Grand Bank barred from opening new deposit accounts & providing loans by NRB

Nepal Rastra Bank (NRB) has taken prompt corrective action (PCA) against Grand Bank, barring it from opening additional deposit accounts and providing loans as its capital adequacy ratio (CAR) dropped to 4.07 percent due to massive losses, said officials.

NRB regulations require commercial banks to maintain their CAR at 10 percent and PCA is taken when it slips below that level.

Two senior NRB officials confirmed that the central bank had taken PCA on Grand Bank last week for failing to maintain its CAR after suffering a net loss of Rs 1.6 billion at the end of the last fiscal year.

 With the bank requiring to make provisioning of Rs 1.93 billion for defaulted loans, the bank incurred a huge loss that hit its capital.

According to central bank officials, the Grand Bank went into the red after massive loans issued to the real estate sector when Sudhir Khatry was the chief executive turned bad. NRB has taken third category PCA against Grand Bank as is the practice when CAR drops to 4-6 percent.

Under the provision, Grand Bank has also been barred from purchasing or leasing fixed assets besides forbidding it from collecting deposits and making further lending.

Moreover, it cannot distribute incentives, pay management fees and raise the retirement and other benefits.
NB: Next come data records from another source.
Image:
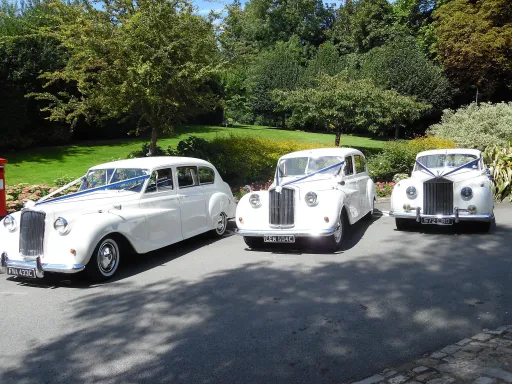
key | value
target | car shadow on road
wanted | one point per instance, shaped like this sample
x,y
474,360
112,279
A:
x,y
266,322
131,264
313,246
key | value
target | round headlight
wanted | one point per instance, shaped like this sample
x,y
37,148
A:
x,y
10,223
466,193
254,200
411,192
61,225
311,199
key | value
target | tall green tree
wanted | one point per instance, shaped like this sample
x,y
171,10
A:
x,y
341,104
474,44
262,23
275,68
402,65
150,59
25,53
362,25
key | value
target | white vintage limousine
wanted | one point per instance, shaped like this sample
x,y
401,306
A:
x,y
128,205
316,194
446,186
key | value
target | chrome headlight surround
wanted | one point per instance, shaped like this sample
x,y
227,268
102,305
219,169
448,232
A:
x,y
10,223
411,192
466,193
255,200
311,199
61,225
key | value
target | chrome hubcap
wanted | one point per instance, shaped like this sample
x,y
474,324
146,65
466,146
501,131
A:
x,y
107,257
221,224
338,232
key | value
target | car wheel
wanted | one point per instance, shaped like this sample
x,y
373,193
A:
x,y
104,260
483,226
402,224
253,242
221,225
333,243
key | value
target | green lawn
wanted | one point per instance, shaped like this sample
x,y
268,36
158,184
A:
x,y
44,165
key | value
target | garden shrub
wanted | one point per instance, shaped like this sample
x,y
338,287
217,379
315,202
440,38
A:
x,y
499,161
399,156
476,126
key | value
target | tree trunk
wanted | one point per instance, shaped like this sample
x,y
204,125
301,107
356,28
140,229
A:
x,y
154,138
338,137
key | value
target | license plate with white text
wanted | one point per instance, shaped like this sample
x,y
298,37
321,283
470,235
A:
x,y
436,220
279,239
23,272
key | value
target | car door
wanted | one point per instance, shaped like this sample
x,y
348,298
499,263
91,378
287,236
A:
x,y
362,180
192,202
351,188
161,205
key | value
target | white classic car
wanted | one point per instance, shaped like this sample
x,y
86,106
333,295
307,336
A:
x,y
128,205
446,186
316,193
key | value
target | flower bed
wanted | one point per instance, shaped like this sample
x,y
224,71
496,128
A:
x,y
384,189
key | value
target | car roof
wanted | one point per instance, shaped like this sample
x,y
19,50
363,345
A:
x,y
449,151
153,162
317,152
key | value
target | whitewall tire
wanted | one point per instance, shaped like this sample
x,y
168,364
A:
x,y
104,260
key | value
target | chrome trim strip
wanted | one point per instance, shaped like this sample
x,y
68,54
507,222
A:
x,y
412,215
39,266
265,232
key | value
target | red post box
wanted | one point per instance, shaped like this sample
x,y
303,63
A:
x,y
3,203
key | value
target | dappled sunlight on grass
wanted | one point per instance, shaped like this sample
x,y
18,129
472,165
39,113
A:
x,y
44,165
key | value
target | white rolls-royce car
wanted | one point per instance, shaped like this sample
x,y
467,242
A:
x,y
128,205
446,186
316,194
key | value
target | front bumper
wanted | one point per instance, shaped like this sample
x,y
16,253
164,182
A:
x,y
285,232
40,268
416,214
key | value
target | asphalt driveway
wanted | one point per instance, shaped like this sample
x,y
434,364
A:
x,y
208,311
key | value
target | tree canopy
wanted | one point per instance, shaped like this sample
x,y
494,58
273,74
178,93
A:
x,y
152,60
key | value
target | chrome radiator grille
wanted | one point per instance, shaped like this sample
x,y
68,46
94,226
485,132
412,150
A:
x,y
32,233
282,207
438,197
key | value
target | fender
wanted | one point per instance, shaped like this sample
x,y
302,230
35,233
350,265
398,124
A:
x,y
219,202
87,231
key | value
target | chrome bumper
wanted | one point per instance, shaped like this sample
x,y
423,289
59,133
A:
x,y
456,216
284,232
40,268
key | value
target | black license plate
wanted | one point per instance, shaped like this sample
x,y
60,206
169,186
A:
x,y
436,220
23,272
279,239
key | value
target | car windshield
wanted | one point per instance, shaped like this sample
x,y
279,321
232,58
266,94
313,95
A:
x,y
101,177
452,160
300,166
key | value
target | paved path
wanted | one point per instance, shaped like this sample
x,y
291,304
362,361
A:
x,y
213,312
484,358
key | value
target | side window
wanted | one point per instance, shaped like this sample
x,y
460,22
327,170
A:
x,y
206,175
187,177
160,180
360,163
349,166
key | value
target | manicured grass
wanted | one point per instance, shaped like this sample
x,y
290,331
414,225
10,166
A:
x,y
44,165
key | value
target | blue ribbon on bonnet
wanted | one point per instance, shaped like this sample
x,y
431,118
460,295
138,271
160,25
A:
x,y
450,172
88,191
279,187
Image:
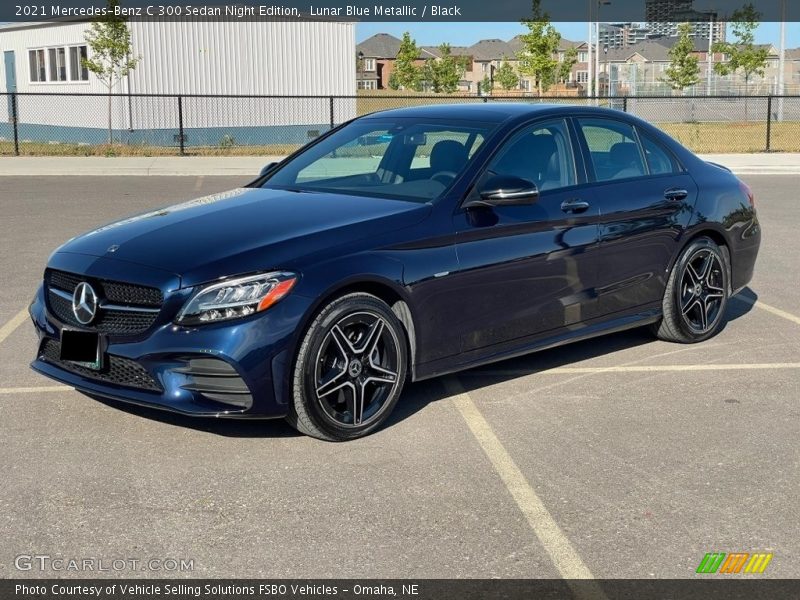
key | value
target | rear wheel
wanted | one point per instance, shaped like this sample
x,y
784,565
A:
x,y
696,295
350,369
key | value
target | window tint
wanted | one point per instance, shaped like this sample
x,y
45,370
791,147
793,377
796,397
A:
x,y
659,159
613,148
541,154
407,159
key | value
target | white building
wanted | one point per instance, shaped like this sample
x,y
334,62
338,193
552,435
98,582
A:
x,y
292,57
The bank has also been

told to obtain the central bank’s approval before introducing any new business activities related to deposits and credit.

Similarly, the central bank has imposed a ban on distributing cash dividends and bonus shares and opening new branches besides demanding the bank’s recapitalization plan from its management.

An NRB official said that Grand Bank had been hiding is real financial status by ever greening its real estate loans. “As the borrowers didn’t repay the loans, the bank has been found to have created extra loans to enable borrowers to pay interest from those new loans,” said the central bank official.

“With the new management making public the actual status, the bank has been found to be running huge losses,” said the official.

Former Grand CEO Khatry had left the bank after intense pressure from the central bank to resign as bank was not operating well under him. According to central bank officials, it is tough to recover the loans that were issued against inadequate collateral and the majority of the loans have gone to the real estate sector.

However, Grand CEO Parshuram Kunwar Chhetri claimed almost all the loans have adequate collateral and they could be recovered.

“As the real estate market has improved lately, we are hopeful the loans can be recovered. It would have been very difficult two years ago,” he said.